Respondendo a discurso iludido de esquerda no Instagram https://www.instagram.com/reel/DazUDaDNBTZ/?utm_source=ig_web_copy_link&igsh=NTc4MTIwNjQ2YQ==
https://www.instagram.com/reel/DazUDaDNBTZ/?utm_source=ig_web_copy_link&igsh=NTc4MTIwNjQ2YQ==
Espero no ser excluido, en nombre de la libertad y el derecho a opinar diferente... Un discurso bonito, sin duda. Pero quizás precisamente por eso valga la pena mirar más allá del discurso y preguntarnos qué sucede cuando esas promesas llegan al poder... La experiencia histórica de regímenes que se han presentado en nombre del socialismo o del comunismo revela, en muchos casos, un camino preocupante: concentración del poder, corrupción, incompetencia en la gestión, represión de la prensa libre y restricciones a las libertades y a los derechos democráticos.,, Tal vez sea más digno —y también más valiente— preguntarnos por qué tantas personas están dejando de creer en ese discurso que seduce con sus promesas de igualdad, libertad y justicia social, pero que tantas veces, en la práctica, termina produciendo precisamente lo contrario... Basta mirar con honestidad a Cuba. Mirar la realidad del pueblo brasileño y mexicano. Y observar lo que ocurrió en Venezuela y Nicaragua después de que sus pueblos depositaran sus esperanzas en promesas de libertad, prosperidad y justicia social.,, No se trata de defender ciegamente a la derecha frente a la izquierda, ni de creer que uno de los dos lados posee todas las respuestas. Se trata de no permitir que ninguna ideología se vuelva más importante que la realidad.,, Al final, quizás el verdadero compromiso con la libertad consista en tener el valor de cuestionar nuestro propio discurso —sobre todo cuando los hechos comienzan a contradecirlo.

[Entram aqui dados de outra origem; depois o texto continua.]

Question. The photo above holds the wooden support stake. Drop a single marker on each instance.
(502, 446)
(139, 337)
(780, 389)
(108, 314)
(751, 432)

Há ainda uma contradição que considero impossível ignorar: é muito interessante observar como alguns dos mais fervorosos defensores de modelos socialistas e comunistas, especialmente entre as elites dirigentes, acabam mantendo para si e para seus familiares um padrão de vida, mobilidade, acesso e privilégios muito distante daquele que o próprio discurso político promete ao cidadão comum... No caso cubano, isso não é apenas uma impressão: há casos documentados de familiares de altos dirigentes vivendo no exterior e desfrutando de possibilidades que permanecem praticamente inacessíveis à maioria dos cubanos... E é justamente aí que eu faria a pergunta essencial: se um sistema é tão bom, justo e libertador quanto seu discurso afirma, por que aqueles que o dirigem frequentemente procuram para seus próprios filhos as oportunidades, a liberdade de circulação e as condições de vida oferecidas justamente pelos países capitalistas que criticam? Não acredito que devamos transformar isso numa disputa simplista entre esquerda e direita. A questão é muito mais profunda: qualquer projeto político deveria ser julgado pela vida concreta que proporciona às pessoas — e não pela beleza das palavras com que se apresenta... Quando existe uma distância enorme entre o que se prega para o povo e aquilo que se procura garantir para a própria família, temos o direito — e talvez até o dever — de perguntar onde termina a ideologia e começa a hipocrisia... Porque liberdade, igualdade e justiça social não deveriam ser privilégios reservados àqueles que estão no poder... Deveriam ser direitos vividos por todos.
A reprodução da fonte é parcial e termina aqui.